Dairy allergies are a common trigger for eczema in babies, children and adults. In some cases, eczema can be largely controlled by avoiding milk. Allergic reactions, including eczema and asthma, are associated with milk proteins rather than the lactose content (which can cause digestive problems, known as dairy intolerance).
Some eczema children are able to use goat’s milk due to the different proportions of the proteins. Others are allergic to both cow and goat milk, so it’s worthwhile excluding all dairy products in the first instance. Cutting milk out can seem daunting. Hopefully, our beginner’s guide to dairy-free cooking will show that, with a bit of home cooking and careful shopping, it’s not that hard. And it can make such a difference to your child’s eczema.

An introduction to dairy-free substitutes

Milk. There are a number of non-dairy alternatives to milk readily available in supermarkets and health-food shops. The best known is soya milk but there are also almond, oat, hemp, coconut and sunflower based ‘milks’ available. Both soya and almond milks are available as fortified infant and follow-on formulas. The flavours of these milk substitutes vary hugely. Even different brands of the same milk substitute can taste incredibly different, so it’s worth experimenting. Milk substitutes are less versatile than their dairy equivalent, so you may find that using a combination of milk works better for you. While rice milks are available there are concerns about the levels of arsenic occurring in rice milk. Current government advice is that it should not be given to under-5s.

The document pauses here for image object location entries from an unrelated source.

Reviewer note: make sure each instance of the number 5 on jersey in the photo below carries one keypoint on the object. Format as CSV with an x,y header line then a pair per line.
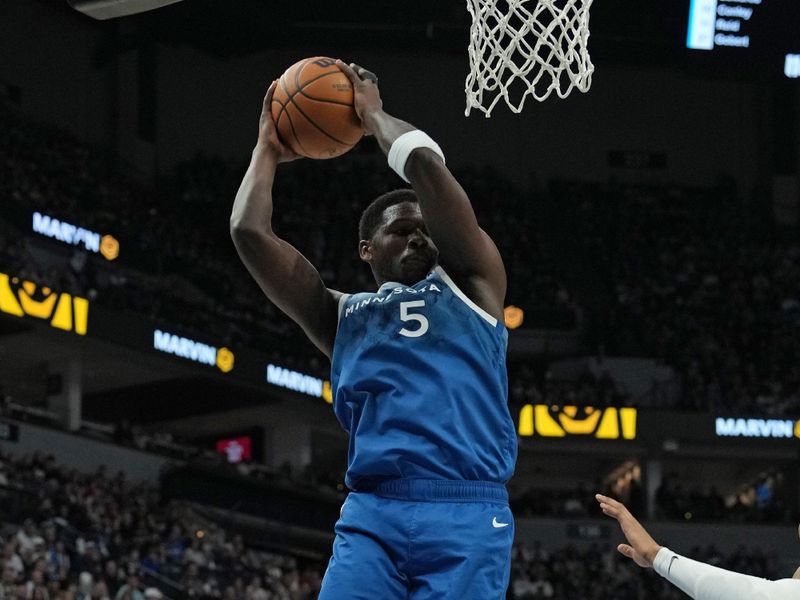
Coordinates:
x,y
406,316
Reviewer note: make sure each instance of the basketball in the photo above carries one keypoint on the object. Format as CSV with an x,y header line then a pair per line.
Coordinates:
x,y
313,109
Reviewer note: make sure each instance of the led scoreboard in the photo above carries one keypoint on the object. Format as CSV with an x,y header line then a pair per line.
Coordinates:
x,y
747,35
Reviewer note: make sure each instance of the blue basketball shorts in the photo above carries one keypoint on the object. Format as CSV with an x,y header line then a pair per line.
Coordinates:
x,y
422,539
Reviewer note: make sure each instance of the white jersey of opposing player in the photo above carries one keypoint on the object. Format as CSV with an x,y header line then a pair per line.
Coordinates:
x,y
704,582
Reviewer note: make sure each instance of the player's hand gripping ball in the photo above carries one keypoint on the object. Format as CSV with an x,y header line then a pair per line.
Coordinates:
x,y
313,109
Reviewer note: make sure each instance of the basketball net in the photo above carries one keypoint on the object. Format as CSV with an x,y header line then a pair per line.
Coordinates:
x,y
521,48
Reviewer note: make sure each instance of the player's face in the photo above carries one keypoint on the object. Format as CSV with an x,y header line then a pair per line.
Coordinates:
x,y
400,250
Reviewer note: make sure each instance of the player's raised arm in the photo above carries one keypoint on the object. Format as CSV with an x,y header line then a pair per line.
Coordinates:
x,y
465,251
699,580
285,275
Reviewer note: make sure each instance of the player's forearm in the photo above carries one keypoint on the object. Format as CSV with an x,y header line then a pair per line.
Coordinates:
x,y
704,582
252,208
385,128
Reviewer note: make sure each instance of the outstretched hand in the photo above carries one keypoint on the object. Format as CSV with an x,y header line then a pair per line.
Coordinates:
x,y
641,548
366,96
268,132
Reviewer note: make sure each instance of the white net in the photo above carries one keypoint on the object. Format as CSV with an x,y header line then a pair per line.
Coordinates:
x,y
521,48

Desserts. Yoghurts, custards and ice-creams make up a big proportion of a typical child’s dessert menu. There are a number of soya alternatives available. Our favourites are the Swedish Glace Desserts (a fake ice-cream, the chocolate one is really good) and fruit ‘yoghurts’.

Margarine and spreads. Milk products, especially whey, find their way into most soft margarine and spreads but there are milk-free brands. The most commonly available brand to look out for is Pure. For baking, you can’t beat an old-fashioned hard margarine block like Stock. Just remember to get it out of the fridge to soften if you are going to be mixing by hand.

Cheese alternatives. There are a number of potato and soya-based cheese alternatives available from health-food shops. However they can be an acquired taste and don’t behave much like real cheese in cooking. These are are probably best avoided to start with.

Toddler playing with cooking pot and ladle
Once you have worked out which basic products you can use and got into the habit of reading labels you should find that catering for an dairy-free diet is more a case of persuading your child to eat a wide variety of different foods than worrying about what they can’t eat.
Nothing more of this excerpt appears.